Giving a sardonic laugh, I closed my eyes briefly before asking, “So, I’m just supposed to complete whatever Trial is coming, allow her to get her wish, and marry her? Are you guys suggesting that? It’s absurd.”
“We don’t know what the Elders will decide,” Montgomery said. “But I’m suggesting that you finish what you started. Become a member of the Order like you’ve always wanted to do. Let fate take it from there.”
“Even if fate means I get married?”
“You aren’t one to quit,” Walker added. “I know I haven’t completed my own Initiation yet, and I have no idea just how difficult the Trials are, but I know if I just spent 109 days here, I sure as fuck wouldn’t throw in the towel in the final hour.”

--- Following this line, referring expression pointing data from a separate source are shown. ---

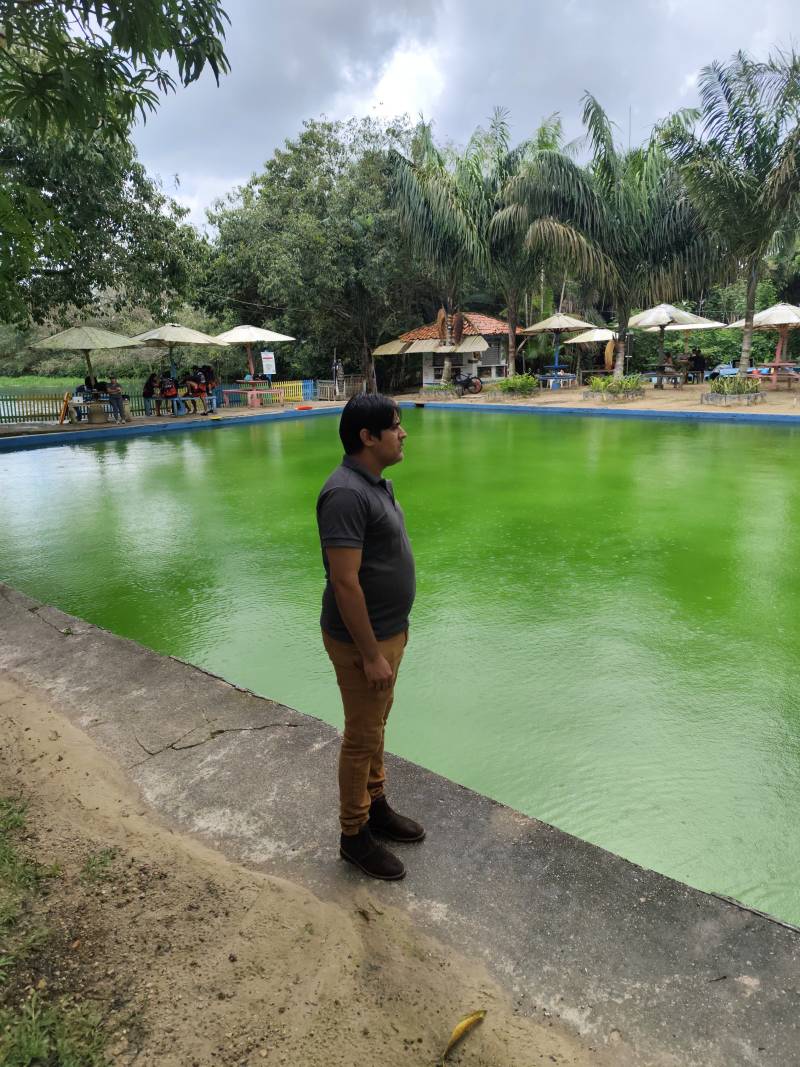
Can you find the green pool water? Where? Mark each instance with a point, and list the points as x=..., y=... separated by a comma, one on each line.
x=606, y=632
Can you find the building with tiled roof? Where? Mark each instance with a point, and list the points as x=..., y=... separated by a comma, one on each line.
x=483, y=350
x=475, y=324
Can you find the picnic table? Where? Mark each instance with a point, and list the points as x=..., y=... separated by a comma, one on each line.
x=558, y=381
x=675, y=378
x=592, y=372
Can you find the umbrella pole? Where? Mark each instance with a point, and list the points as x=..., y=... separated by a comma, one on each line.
x=782, y=337
x=92, y=379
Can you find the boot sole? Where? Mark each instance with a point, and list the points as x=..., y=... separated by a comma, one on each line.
x=380, y=877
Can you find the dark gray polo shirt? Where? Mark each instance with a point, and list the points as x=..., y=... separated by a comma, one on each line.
x=355, y=509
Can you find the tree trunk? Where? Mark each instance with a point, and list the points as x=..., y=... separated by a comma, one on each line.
x=447, y=367
x=747, y=340
x=368, y=364
x=621, y=341
x=512, y=337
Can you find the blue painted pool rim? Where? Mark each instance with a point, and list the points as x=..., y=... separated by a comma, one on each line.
x=701, y=416
x=31, y=441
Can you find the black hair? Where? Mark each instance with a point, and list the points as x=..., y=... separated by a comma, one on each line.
x=366, y=411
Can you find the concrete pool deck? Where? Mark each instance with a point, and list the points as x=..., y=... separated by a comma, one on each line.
x=780, y=408
x=661, y=973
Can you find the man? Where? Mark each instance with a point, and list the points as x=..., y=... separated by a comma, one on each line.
x=368, y=595
x=114, y=392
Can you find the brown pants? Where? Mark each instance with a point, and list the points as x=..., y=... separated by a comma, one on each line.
x=362, y=773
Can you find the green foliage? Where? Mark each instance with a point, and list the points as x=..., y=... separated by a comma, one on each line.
x=616, y=386
x=740, y=160
x=62, y=1035
x=81, y=65
x=100, y=225
x=17, y=874
x=310, y=247
x=632, y=209
x=735, y=385
x=518, y=385
x=453, y=210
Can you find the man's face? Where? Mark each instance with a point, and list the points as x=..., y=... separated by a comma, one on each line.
x=388, y=448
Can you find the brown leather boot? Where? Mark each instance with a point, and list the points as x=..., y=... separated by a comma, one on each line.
x=385, y=821
x=362, y=849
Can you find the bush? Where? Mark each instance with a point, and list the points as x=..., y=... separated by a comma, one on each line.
x=737, y=385
x=518, y=385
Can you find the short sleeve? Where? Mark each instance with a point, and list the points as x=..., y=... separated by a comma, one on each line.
x=341, y=516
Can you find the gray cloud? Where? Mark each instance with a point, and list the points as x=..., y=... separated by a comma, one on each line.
x=296, y=61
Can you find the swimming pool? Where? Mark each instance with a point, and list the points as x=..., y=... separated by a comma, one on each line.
x=606, y=628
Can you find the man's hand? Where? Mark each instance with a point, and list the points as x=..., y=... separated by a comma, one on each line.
x=379, y=672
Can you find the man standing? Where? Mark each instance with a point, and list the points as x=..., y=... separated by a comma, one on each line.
x=368, y=595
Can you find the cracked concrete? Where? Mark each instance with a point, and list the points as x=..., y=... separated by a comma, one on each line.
x=666, y=974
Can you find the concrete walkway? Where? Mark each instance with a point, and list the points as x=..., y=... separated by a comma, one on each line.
x=664, y=973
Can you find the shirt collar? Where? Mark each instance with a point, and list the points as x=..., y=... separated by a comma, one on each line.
x=353, y=464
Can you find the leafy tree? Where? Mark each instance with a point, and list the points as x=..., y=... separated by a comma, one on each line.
x=77, y=211
x=633, y=207
x=83, y=64
x=94, y=221
x=740, y=162
x=310, y=245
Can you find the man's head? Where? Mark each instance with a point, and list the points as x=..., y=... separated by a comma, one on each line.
x=370, y=426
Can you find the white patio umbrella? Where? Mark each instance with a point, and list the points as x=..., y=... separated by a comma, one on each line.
x=780, y=317
x=249, y=336
x=592, y=335
x=172, y=334
x=85, y=339
x=665, y=317
x=557, y=324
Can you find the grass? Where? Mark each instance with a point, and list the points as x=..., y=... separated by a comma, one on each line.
x=38, y=1033
x=48, y=1035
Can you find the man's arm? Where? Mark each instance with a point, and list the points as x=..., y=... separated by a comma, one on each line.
x=344, y=564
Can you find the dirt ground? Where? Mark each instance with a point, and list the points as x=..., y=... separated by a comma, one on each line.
x=193, y=960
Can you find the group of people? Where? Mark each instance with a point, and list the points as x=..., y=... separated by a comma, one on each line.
x=184, y=396
x=694, y=364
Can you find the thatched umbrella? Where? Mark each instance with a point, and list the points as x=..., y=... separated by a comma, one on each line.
x=249, y=336
x=594, y=336
x=665, y=317
x=557, y=324
x=780, y=317
x=85, y=339
x=172, y=334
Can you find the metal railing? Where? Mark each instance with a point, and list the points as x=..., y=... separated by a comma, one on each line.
x=31, y=408
x=46, y=407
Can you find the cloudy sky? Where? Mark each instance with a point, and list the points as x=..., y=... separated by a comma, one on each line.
x=451, y=60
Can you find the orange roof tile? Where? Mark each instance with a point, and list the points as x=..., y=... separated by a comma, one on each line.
x=484, y=325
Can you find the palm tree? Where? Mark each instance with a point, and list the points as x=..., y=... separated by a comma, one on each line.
x=740, y=161
x=433, y=200
x=632, y=206
x=456, y=211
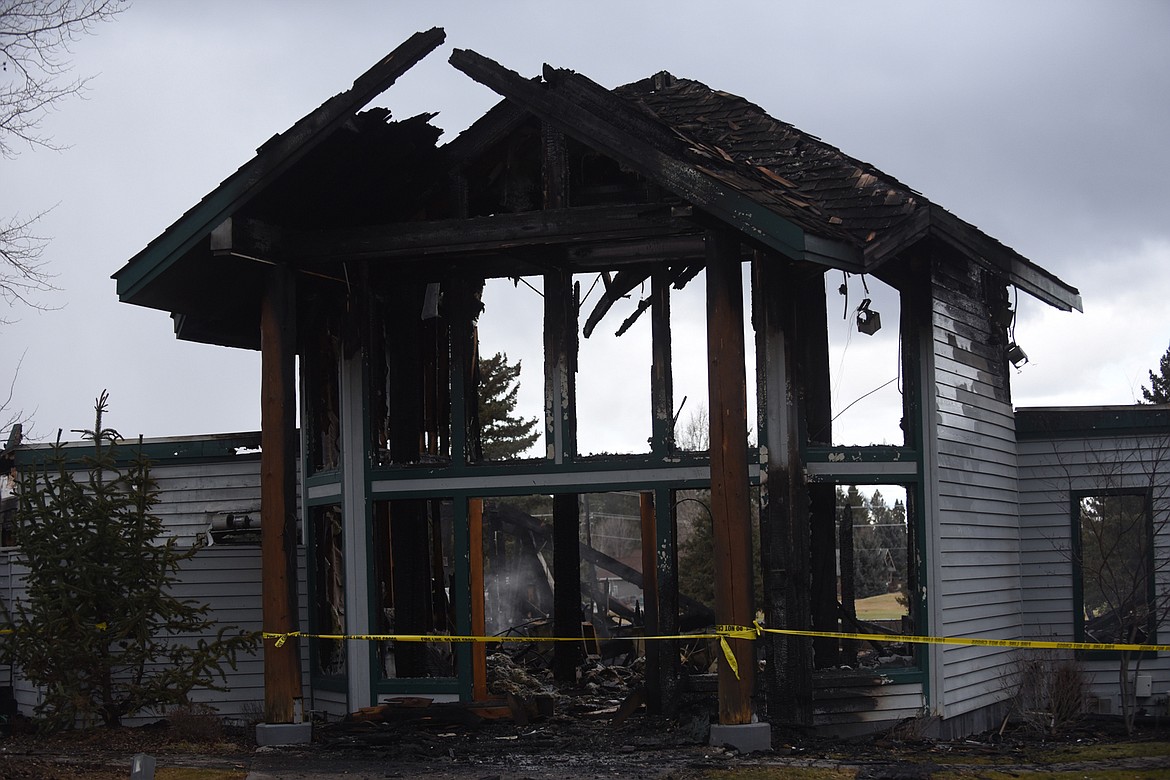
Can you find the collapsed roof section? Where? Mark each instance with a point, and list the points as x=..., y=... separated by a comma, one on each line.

“I wouldn’t be the first person in our group to fail,” I said softly, hating the idea of joining the ranks of outcasts but knowing it was a possibility.
“Sully failed… but he’s a different story. He never wanted this. You do. You’ve wanted to be a member of The Order of the Silver Ghost maybe more than all of us. I know how important this is to you,” Montgomery pointed out.
I hated that they were all right. I didn’t want to fail. I wanted to be a member of the Order and had since I was a kid. “I just wish she hadn’t lied to me.”
“She’s had to lie for years,” Walker said. “I don’t think she knows how to be truthful anymore in regard to her situation. And I can’t say I blame her. Cut the poor girl some slack. None of us would want to admit what she’s had to go through. And there isn’t a man at this table who doesn’t have secrets. Just because she withheld her past from you, doesn’t mean she’s a bad person.”
“Says a man who isn’t faced with marrying her,” I bit out between clenched teeth. “And I never said she was a bad person.”
Bellamy was far from a bad person. Yes, I was pissed. Furious with her. But the truth of the matter was my heart broke for her. If she had been honest with me and came to me for help, I would have given her every last cent needed. I would have… I would have never made her complete all these Trials, just so she could pay her bills.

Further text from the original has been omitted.